For the moment, Trump is doing what he does best: Spreading alarm, demonizing immigrants and lashing out at Democrats. But once the migrants arrive, U.S. officials will have little choice but to let many of them in.
The caravan is largely made up of Hondurans, Salvadorans and Guatemalans and includes both asylum-seekers and people traveling north for economic reasons, according to the United Nations’ refugee agency. There’s no evidence supporting the president’s claim that people from the Middle East are part of the caravan, as he acknowledged Tuesday.
Not everyone will try to get to the U.S.; some may stay in Mexico, while others may decide go back to their home countries or get deported from Mexico, as happened with past caravans. That’s the Trump administration’s clear preference. Officials have repeatedly called for legitimate asylum-seekers from Central America to stay in Mexico rather than continuing on to the U.S., in spite of potential dangers they could face in the neighboring country.
The Mexican government has registered about 1,700 asylum claims, mostly from women and minors. Nearly 500 Hondurans with the group already returned to their countries of origin, according to the Mexican government.
It’s not clear where those traveling to the U.S. are headed. The most direct route would land them in southern Texas, the area of the border that currently sees the most unauthorized crossings.
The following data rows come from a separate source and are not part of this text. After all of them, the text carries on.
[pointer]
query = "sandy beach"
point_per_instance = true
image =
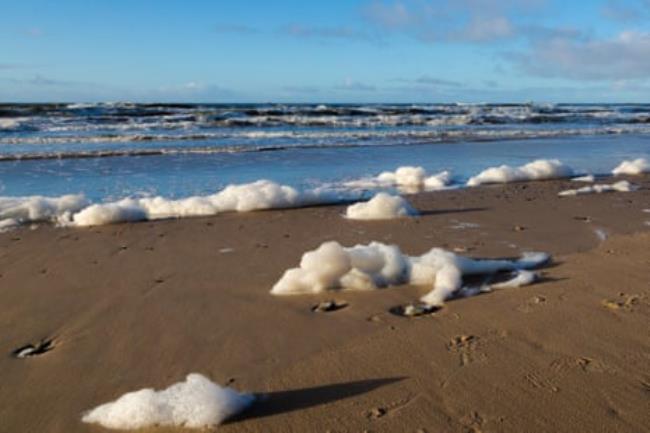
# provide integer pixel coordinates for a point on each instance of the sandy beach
(137, 305)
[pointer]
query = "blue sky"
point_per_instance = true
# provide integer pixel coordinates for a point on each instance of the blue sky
(334, 51)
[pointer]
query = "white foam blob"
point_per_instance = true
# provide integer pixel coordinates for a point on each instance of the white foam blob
(262, 194)
(195, 403)
(634, 167)
(381, 207)
(407, 179)
(622, 186)
(377, 265)
(537, 170)
(590, 178)
(22, 210)
(75, 210)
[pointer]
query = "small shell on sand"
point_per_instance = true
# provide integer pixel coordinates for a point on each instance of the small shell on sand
(329, 306)
(414, 310)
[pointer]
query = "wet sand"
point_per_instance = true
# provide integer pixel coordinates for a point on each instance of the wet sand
(140, 305)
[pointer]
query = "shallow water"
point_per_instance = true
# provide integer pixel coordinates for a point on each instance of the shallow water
(109, 151)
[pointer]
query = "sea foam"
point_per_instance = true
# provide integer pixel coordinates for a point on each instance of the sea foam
(634, 167)
(381, 206)
(376, 265)
(540, 169)
(195, 403)
(75, 210)
(22, 210)
(622, 186)
(259, 195)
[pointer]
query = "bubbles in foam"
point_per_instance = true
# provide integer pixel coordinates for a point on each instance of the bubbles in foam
(622, 186)
(195, 403)
(634, 167)
(381, 206)
(540, 169)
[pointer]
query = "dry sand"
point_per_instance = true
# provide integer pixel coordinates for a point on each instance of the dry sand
(141, 305)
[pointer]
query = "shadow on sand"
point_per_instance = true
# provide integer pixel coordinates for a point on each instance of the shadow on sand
(279, 402)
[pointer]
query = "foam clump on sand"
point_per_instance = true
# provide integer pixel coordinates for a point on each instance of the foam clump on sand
(195, 403)
(259, 195)
(540, 169)
(407, 178)
(634, 167)
(381, 206)
(75, 210)
(622, 186)
(377, 265)
(15, 211)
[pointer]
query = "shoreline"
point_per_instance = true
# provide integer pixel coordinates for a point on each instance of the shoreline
(137, 305)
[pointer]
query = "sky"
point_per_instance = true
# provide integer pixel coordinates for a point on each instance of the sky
(325, 51)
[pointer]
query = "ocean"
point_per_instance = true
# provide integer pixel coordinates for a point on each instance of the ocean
(109, 151)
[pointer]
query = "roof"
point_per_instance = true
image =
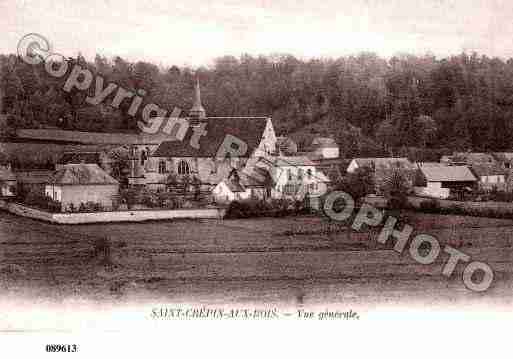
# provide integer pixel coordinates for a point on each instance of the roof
(447, 174)
(473, 157)
(81, 174)
(79, 157)
(324, 142)
(401, 162)
(248, 129)
(482, 169)
(6, 174)
(34, 177)
(92, 137)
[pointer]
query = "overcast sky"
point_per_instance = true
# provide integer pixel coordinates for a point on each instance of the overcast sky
(193, 32)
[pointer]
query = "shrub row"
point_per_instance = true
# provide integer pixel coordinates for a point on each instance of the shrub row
(433, 206)
(261, 208)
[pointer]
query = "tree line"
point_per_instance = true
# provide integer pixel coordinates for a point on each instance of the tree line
(368, 103)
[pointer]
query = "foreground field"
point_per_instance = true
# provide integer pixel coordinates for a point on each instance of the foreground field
(288, 261)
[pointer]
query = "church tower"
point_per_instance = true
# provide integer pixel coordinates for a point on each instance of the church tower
(197, 111)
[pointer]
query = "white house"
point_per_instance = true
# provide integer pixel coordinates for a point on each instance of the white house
(7, 181)
(441, 181)
(380, 162)
(74, 184)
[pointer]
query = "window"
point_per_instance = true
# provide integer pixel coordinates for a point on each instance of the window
(183, 168)
(162, 166)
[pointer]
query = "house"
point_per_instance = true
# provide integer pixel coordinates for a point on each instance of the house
(79, 157)
(490, 171)
(178, 159)
(8, 181)
(280, 177)
(443, 181)
(239, 186)
(325, 147)
(75, 184)
(32, 180)
(286, 146)
(380, 162)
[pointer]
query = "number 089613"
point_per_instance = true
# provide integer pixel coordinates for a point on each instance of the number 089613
(63, 348)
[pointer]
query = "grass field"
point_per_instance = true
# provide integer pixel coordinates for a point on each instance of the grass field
(246, 261)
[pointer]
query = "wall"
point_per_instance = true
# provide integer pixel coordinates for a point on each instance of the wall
(328, 152)
(433, 189)
(117, 216)
(267, 143)
(88, 193)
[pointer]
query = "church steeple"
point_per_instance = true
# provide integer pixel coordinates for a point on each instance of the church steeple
(197, 111)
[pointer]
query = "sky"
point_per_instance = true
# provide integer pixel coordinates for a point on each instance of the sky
(194, 32)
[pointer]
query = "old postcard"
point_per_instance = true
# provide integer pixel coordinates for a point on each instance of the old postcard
(299, 177)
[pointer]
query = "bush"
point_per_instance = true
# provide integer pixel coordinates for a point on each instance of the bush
(42, 201)
(259, 208)
(431, 206)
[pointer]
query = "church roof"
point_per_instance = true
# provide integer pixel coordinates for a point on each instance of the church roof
(248, 129)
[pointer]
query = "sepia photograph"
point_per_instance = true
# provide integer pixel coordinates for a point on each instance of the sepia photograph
(255, 171)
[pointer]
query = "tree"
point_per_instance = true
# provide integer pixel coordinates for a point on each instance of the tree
(359, 183)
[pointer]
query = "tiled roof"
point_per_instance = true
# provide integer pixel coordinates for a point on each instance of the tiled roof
(248, 129)
(81, 174)
(482, 169)
(91, 137)
(324, 142)
(447, 174)
(34, 177)
(386, 162)
(79, 157)
(283, 161)
(6, 174)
But those traveling with the caravan have yet to announce their intentions and some speculate they might head toward California, like last year’s caravan, according to The Guardian.
Getting into the U.S.
For those who do try to make it to the U.S., their first option would be to go to a port of entry on the border to seek asylum ― a method that doesn’t involve crossing the border illegally. Trump administration officials have encouraged asylum-seekers to do just that, while simultaneously making it harder.
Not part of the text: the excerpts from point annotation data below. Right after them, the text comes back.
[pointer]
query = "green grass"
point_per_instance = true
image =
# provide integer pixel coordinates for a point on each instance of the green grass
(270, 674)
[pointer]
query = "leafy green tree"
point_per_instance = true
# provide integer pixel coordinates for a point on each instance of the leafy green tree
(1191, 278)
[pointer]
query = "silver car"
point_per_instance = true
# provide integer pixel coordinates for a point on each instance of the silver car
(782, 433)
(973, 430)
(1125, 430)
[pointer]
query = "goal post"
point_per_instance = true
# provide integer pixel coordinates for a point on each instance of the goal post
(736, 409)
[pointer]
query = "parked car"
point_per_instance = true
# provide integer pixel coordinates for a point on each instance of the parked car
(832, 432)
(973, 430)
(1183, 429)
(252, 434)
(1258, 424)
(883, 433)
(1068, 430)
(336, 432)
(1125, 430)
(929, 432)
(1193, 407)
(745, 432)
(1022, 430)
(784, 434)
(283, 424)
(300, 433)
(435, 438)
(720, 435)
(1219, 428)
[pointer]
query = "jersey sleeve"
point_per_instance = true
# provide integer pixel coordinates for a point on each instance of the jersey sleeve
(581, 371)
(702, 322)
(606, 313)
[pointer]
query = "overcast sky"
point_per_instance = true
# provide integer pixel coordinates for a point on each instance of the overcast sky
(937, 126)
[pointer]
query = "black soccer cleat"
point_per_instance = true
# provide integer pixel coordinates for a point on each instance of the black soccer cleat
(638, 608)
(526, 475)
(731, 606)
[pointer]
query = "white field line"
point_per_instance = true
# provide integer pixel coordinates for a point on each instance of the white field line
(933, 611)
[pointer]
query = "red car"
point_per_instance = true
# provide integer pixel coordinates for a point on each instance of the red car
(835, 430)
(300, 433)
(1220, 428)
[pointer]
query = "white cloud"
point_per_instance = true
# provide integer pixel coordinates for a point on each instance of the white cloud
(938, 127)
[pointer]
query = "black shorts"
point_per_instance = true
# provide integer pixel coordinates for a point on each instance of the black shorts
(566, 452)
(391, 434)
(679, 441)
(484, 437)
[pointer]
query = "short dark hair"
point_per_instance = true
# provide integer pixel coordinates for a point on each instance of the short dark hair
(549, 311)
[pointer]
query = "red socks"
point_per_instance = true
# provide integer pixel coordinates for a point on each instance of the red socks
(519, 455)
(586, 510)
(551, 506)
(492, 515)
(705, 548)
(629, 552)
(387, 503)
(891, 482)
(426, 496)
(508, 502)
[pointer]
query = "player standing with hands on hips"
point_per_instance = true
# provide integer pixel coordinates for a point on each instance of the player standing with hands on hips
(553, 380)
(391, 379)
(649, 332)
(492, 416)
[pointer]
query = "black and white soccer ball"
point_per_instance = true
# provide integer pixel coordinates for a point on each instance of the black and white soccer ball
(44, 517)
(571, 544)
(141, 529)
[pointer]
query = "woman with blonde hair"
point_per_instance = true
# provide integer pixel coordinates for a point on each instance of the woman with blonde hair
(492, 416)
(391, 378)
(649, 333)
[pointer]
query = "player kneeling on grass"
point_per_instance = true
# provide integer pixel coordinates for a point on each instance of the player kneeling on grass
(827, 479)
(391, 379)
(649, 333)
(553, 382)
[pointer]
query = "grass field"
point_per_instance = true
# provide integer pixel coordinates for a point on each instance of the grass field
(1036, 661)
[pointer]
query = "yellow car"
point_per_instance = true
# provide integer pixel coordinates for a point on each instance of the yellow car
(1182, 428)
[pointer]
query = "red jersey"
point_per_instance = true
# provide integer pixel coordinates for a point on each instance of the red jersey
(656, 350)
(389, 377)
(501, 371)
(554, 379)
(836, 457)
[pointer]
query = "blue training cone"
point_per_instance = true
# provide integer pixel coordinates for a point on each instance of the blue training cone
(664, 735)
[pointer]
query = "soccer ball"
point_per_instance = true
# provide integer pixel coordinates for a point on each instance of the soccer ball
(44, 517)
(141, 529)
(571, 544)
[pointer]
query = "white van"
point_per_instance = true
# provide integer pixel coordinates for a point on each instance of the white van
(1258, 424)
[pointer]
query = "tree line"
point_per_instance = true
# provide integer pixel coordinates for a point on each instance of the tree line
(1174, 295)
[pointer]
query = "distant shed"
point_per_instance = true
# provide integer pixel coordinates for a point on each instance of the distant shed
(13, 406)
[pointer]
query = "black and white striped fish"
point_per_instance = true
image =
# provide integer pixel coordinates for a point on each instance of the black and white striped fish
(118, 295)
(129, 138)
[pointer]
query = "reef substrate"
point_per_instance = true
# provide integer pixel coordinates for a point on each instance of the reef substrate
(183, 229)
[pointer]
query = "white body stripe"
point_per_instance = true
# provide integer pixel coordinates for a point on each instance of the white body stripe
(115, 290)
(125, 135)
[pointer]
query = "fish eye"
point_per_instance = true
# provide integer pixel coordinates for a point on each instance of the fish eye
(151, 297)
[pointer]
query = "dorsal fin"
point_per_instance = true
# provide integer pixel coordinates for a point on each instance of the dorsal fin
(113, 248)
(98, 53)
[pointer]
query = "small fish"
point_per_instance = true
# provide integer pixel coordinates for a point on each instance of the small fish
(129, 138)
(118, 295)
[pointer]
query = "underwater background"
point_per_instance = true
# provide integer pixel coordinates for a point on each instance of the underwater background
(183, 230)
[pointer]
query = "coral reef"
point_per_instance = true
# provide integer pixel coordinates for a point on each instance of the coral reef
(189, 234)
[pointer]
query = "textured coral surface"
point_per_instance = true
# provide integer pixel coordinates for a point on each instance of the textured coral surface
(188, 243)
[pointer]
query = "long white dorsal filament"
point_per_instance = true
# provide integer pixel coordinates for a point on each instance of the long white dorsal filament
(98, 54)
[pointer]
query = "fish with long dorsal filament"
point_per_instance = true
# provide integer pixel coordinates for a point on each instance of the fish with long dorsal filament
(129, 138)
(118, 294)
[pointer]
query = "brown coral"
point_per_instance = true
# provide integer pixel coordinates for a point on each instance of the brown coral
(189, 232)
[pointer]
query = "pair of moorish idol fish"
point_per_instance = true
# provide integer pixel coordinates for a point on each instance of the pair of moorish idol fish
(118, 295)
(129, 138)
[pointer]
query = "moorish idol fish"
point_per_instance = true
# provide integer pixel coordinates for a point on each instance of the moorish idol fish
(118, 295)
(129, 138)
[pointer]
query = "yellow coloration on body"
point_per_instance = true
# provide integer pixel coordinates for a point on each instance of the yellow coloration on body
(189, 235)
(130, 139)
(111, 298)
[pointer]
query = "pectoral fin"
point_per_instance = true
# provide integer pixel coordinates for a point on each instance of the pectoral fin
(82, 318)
The administration has increasingly used what it calls “metering” to limit the number of asylum-seekers it processes each day, sometimes with the cooperation of Mexican officials who block people from crossing over to ports of entry, according to human rights groups and attorneys.
U.S. officials claim it’s an issue of space ― they don’t have the capacity or time to admit the large number of people asking for help. Facilities weren’t designed to handle thousands of people per day, a senior administration official said Monday, adding that “lines are probably going to remain” at ports of entry.
The Department of Homeland Security declined to comment Wednesday on its plans for handling a potential increase in asylum-seekers at the border.
Some activists suspect it’s an intentional effort to keep asylum-seekers out, either by inflating capacity constraints or creating them by failing to invest in processing or quickly releasing people. Whatever the case, some suspect the added layer of bureaucracy at the border might encourage people to find another way in.
“This administration is really playing up metering,” Sarah Pierce, an analyst with the nonpartisan Migration Policy Institute, told HuffPost. “But the main thing about metering is that it incentivizes people to cross illegally.”
Those who cross illegally are still allowed to ask for asylum under U.S. law, though those that do so risk facing criminal prosecution for jumping the border, along with fighting their case in immigration court. That’s especially true for single adults, who remain subject to Attorney General Jeff Sessions’ “zero tolerance” policy of prosecuting as many petty border-crossing infractions as possible. The families traveling with the caravan, however, pose a more complicated problem.
How to handle families?
Once migrant families crossing with the caravan wind up in U.S. custody, the Trump administration will face a choice: Either it can continue the current policy of releasing the vast majority of new arrivals after arrest or brief periods of detention, or it can experiment with a new form of the controversial family separation policy it tried earlier this year.
Currently, families are typically either released with notices to appear in court or detained for up to about 20 days. The government then releases families because a court order enforcing a 1997 federal settlement called the Flores Agreement prevents locking up children for longer than that. The administration wants to change that through proposed regulations that would let it lock up kids with their parents long-term, but the rule change has yet to take effect and will likely face an immediate legal challenge.
Even if the Trump administration could hold families longer, it might not have the capacity to do so. As of earlier this month, the largest of the three family detention centers, South Texas Family Residential Center in Dilley, was near its 2,400-bed capacity. The second-largest, also in Texas, has more space, but currently is holding only adult males and their sons.
Trump has long railed against the practice of letting families out of detention ― a practice critics like him deride as “catch-and-release.” The White House is reportedly already considering what officials call a “binary choice” for parents to either waive their children’s right to release or have them ripped away so the adults remain in detention without them.
Outside experts argue the government should be more focused on how to handle the number of asylum-seekers ― especially families with children ― rather than trying to scare them from coming. That would mean more investment in processing and adjudicating claims rather than policies meant to scare people from coming that might not work if they’re already scared at home.
“This is desperation,” said Theresa Cardinal Brown, director of immigration at the Washington-based Bipartisan Policy Center think tank. “It’s really hard to deter desperate people.”
Caravan members who seek relief in the U.S., whether at a port of entry or after crossing the border illegally, face a long and difficult path to actually getting approval to remain in the country.
Immigrants are first screened by asylum officers to determine whether they have “credible fear” of returning to their home country and thus can pursue asylum claims here. Around a quarter of applicants fail to pass that stage, making deportation the most likely outcome.
The roughly 75 percent of applicants who pass the credible fear stage are allowed to continue to pursue asylum claims through the courts, often outside of detention. This can take years ― something the Trump administration opposes, because the immigrants live in the U.S. while they wait.
Ultimately, the bids for asylum often don’t work, particularly under new, narrowed guidelines on who can receive that status and the history of low asylum approval rates for immigrants from Central America.
The administration may not be able to turn asylum-seekers and families away as quickly as it would like to. But it still will get the chance to deport many of them.